Sunday, June 16, 2024

Furore over dancing girl shows Kashmir’s toxic politics of vice and virtue still holds power

Kashmir's long jihad pitted the region's Islamic identity against India’s modernity-suffused vice. The social media commentary unleashed by the dance shows these beliefs are far from spent. 


Enveloped in layers of gold and silver gauze, draped in emeralds and pearls, her hands and feet dyed red, the nautch girl from Kashmir was called String of Pearls. Later, Lady Maria Nugent, wife to the commander in chief of the East India Company’s armies, would write how the dancer balanced a bottle of rose water on her head even as she crafted a bouquet from muslin. “Keep the one you like best,” the emperor of Kashmir and Punjab, Ranjit Singh, told a colonial envoy some two decades later, in 1832, “I have plenty more.”


“All little girls who promise to turn out pretty, are sold at eight years of age, and conveyed into the Punjab and to India,” the French botanist Victor Jacquemont wrote in 1832, using the same unsentimental prose he used to describe Kashmir’s plant life. “Their parents sell them at from twenty to three hundred francs—most commonly fifty or sixty.”


Last week, moral scolds in Kashmir erupted in outrage after a video surfaced of a student performing a Bollywood-inspired dance at the Government Medical College in Anantnag. Letting students from outside Kashmir into the state, many suggested, was polluting the minds of youth. One commenter demanded Kashmiris stop studying at colleges and join jihadists instead.


The streaming news channel Kashmir24 was inundated with angry comments calling on viewers to turn their eyes from the video to prayers, and even lamenting the education of women.“Kashmir is witnessing a drastic shift from Pir Vaer to Cxur Vaer,” or turning from a ‘Valley of Saints’ to a ‘Valley of Thieves’, the channel editorially declaimed.


Like all moral frenzies, this one often transgressed the thin line between cultural conservatism and parody—but there’s a dangerous politics that underlies it.
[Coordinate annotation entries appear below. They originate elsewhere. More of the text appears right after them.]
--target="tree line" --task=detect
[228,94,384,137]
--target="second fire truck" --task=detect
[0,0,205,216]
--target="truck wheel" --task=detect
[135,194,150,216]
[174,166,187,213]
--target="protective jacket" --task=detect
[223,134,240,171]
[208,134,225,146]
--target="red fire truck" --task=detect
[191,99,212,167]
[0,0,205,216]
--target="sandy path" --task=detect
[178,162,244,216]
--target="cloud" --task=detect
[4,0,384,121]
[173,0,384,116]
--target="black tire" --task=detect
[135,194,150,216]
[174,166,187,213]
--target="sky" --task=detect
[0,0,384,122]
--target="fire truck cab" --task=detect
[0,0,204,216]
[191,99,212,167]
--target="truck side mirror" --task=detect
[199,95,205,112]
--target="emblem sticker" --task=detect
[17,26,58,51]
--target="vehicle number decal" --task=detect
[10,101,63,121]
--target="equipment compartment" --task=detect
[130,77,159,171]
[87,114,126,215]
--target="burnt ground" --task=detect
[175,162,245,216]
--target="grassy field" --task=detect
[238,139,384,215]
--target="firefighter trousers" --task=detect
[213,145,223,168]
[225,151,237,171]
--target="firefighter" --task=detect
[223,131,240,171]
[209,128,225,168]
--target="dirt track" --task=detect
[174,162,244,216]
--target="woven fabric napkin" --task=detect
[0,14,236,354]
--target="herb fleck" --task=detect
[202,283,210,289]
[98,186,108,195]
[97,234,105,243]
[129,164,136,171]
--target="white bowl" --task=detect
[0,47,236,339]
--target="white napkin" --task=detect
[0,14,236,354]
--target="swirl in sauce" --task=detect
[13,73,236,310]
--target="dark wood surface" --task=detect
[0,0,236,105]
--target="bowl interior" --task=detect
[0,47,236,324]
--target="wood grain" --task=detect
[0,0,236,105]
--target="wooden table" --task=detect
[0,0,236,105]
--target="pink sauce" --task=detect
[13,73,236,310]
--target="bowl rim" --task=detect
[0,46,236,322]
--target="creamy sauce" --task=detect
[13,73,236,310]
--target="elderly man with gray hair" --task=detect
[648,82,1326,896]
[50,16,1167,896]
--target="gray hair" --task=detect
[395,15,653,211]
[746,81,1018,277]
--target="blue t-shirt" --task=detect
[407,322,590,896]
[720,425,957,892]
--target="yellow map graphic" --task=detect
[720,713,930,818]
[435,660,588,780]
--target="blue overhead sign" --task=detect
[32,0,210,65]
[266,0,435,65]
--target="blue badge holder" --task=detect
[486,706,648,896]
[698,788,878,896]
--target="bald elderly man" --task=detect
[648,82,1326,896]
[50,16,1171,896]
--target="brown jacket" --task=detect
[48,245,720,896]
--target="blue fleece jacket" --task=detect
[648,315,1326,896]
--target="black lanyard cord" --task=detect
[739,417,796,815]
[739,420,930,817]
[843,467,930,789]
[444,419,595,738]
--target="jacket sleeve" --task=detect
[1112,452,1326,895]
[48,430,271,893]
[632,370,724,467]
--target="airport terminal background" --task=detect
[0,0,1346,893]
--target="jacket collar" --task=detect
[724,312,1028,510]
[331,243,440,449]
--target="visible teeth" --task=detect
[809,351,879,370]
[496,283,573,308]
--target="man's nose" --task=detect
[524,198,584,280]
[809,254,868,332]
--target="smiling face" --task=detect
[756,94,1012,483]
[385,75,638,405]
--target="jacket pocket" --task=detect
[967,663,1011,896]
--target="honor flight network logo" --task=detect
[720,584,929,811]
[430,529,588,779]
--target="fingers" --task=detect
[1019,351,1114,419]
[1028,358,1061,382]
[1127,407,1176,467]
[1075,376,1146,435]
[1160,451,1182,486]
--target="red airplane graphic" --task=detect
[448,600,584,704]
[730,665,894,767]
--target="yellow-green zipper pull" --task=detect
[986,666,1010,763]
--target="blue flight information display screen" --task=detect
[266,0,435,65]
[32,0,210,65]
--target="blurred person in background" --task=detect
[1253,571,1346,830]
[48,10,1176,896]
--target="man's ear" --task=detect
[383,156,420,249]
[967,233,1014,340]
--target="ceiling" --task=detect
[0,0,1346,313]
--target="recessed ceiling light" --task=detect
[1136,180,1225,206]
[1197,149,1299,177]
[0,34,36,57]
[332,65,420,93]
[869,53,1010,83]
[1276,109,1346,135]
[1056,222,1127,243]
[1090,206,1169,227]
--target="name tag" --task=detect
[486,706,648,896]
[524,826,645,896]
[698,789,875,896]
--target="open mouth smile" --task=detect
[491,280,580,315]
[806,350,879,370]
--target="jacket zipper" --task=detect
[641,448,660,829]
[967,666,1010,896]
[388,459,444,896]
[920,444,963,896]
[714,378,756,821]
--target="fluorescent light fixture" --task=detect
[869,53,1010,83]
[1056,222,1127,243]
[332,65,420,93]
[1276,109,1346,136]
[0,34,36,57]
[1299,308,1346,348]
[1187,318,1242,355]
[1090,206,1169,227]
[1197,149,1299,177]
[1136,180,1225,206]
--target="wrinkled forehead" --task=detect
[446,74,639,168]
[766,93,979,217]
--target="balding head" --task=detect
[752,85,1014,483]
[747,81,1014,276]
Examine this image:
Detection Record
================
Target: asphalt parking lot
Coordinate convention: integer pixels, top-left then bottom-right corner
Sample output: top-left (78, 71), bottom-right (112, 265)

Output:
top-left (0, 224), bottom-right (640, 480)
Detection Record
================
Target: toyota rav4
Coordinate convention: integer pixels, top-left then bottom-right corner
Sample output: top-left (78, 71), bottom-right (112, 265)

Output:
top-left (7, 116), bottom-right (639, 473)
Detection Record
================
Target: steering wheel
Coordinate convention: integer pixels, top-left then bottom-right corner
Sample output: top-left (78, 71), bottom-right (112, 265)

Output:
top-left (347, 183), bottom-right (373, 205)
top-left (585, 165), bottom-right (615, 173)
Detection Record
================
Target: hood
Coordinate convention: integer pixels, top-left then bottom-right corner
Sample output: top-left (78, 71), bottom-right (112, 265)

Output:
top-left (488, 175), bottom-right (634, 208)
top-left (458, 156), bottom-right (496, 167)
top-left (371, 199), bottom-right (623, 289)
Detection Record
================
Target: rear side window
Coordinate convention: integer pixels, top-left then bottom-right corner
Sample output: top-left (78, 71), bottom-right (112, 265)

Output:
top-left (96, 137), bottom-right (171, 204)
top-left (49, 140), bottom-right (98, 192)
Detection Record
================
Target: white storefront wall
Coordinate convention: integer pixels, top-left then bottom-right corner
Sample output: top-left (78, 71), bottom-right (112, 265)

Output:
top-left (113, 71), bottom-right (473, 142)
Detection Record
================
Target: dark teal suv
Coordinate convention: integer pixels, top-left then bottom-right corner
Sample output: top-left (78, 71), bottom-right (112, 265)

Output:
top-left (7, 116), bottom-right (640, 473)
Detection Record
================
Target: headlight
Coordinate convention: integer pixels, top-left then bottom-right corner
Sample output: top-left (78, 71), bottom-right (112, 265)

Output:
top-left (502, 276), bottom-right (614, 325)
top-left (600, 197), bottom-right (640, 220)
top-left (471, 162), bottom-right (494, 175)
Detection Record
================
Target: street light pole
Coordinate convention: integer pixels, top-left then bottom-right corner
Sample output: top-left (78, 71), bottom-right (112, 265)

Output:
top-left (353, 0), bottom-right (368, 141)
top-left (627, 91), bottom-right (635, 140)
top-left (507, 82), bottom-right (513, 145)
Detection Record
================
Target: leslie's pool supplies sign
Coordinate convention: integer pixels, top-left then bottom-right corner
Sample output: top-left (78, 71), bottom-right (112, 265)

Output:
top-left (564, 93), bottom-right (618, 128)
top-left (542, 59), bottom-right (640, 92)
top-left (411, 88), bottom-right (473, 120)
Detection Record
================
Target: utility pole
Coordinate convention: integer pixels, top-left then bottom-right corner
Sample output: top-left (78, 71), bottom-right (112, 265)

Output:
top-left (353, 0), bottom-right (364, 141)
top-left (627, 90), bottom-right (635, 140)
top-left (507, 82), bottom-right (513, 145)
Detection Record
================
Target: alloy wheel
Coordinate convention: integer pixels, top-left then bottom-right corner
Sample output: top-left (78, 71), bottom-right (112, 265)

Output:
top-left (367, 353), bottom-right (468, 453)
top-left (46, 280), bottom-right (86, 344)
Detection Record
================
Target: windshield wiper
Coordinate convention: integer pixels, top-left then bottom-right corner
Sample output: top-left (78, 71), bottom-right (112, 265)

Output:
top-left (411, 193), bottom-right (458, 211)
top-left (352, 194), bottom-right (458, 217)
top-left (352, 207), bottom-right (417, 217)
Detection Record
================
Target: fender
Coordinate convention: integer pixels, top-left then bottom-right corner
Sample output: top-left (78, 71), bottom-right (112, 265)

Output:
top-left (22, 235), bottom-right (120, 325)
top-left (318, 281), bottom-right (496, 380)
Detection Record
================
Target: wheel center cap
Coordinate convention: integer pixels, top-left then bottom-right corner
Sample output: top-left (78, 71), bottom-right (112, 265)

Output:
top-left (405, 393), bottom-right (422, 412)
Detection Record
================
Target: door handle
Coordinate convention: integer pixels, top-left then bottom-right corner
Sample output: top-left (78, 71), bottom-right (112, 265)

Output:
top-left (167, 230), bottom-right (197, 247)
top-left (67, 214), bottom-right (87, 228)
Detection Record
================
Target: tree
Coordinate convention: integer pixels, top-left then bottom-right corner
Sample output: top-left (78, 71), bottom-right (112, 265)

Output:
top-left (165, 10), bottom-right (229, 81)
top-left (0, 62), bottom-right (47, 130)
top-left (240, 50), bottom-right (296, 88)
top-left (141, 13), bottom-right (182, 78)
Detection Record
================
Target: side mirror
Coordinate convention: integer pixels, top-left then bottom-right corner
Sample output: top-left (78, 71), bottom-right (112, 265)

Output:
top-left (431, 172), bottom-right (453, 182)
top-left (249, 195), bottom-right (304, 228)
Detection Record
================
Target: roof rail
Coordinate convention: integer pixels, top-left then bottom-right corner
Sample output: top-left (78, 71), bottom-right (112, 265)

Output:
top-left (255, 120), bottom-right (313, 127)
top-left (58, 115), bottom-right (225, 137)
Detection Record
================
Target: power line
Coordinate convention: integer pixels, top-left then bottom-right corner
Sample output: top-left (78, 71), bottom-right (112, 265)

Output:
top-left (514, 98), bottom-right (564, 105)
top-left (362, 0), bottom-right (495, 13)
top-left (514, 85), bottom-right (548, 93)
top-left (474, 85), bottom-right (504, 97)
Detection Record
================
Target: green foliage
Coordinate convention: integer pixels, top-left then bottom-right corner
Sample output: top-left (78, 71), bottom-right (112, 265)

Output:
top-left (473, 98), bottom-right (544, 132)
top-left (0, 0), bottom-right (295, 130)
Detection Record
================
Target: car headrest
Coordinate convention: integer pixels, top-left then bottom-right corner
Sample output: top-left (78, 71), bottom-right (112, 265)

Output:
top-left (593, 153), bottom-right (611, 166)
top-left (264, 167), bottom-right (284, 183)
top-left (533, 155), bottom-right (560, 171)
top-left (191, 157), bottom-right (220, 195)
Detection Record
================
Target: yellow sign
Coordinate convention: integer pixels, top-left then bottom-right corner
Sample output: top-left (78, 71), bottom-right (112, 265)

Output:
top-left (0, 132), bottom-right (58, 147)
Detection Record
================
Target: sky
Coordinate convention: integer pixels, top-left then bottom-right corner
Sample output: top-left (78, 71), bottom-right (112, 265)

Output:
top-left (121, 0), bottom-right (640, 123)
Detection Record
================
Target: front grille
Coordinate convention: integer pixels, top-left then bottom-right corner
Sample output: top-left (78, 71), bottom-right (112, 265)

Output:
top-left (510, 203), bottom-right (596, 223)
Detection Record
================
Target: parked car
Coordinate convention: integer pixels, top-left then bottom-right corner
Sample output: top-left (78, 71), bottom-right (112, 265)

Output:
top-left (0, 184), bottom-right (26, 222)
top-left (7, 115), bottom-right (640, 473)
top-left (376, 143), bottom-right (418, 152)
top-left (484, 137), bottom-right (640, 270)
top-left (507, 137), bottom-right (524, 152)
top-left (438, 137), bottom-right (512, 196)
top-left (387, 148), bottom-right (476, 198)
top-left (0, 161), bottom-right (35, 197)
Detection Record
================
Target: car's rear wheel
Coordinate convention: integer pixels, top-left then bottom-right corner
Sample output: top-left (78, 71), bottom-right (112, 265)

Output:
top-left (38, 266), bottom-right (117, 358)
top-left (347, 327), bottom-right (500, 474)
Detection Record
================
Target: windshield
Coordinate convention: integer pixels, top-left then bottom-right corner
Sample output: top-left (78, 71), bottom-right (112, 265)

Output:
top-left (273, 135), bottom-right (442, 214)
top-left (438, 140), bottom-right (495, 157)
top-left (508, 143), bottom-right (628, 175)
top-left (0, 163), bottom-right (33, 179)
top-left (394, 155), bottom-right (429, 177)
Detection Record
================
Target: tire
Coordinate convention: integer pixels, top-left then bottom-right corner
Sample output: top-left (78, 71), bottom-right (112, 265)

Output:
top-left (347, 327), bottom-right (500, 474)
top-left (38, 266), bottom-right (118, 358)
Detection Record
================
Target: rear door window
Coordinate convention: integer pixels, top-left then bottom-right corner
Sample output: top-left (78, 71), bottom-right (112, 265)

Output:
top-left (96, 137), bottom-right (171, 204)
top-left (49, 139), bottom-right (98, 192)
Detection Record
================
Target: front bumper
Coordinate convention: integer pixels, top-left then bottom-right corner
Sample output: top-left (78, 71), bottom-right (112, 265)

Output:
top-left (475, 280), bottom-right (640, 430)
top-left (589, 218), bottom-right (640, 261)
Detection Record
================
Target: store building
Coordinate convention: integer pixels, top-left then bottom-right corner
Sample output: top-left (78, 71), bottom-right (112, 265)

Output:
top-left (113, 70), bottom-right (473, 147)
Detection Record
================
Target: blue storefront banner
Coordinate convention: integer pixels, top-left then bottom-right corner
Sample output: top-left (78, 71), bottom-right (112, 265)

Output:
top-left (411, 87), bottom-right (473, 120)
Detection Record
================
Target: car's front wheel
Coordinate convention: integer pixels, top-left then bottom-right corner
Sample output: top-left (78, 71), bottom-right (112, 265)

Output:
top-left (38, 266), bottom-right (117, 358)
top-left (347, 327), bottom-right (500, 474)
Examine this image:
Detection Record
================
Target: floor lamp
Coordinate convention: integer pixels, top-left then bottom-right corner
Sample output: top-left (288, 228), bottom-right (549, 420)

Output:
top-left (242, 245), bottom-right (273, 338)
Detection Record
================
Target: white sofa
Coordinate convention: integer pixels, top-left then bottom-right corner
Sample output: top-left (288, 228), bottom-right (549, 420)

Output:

Through the course of Kashmir’s long jihad, Islamists cast India as a predator seducing the region’s people with modernity. Kashmir’s jihadists cast themselves as the protectors of its religion, its culture and the bodies of its women.


For India to genuinely weave Kashmir into its cultural fabric, it needs to engage with the traumatic impact colonialism had on the state—a trauma in which a Hindu state was deeply enmeshed.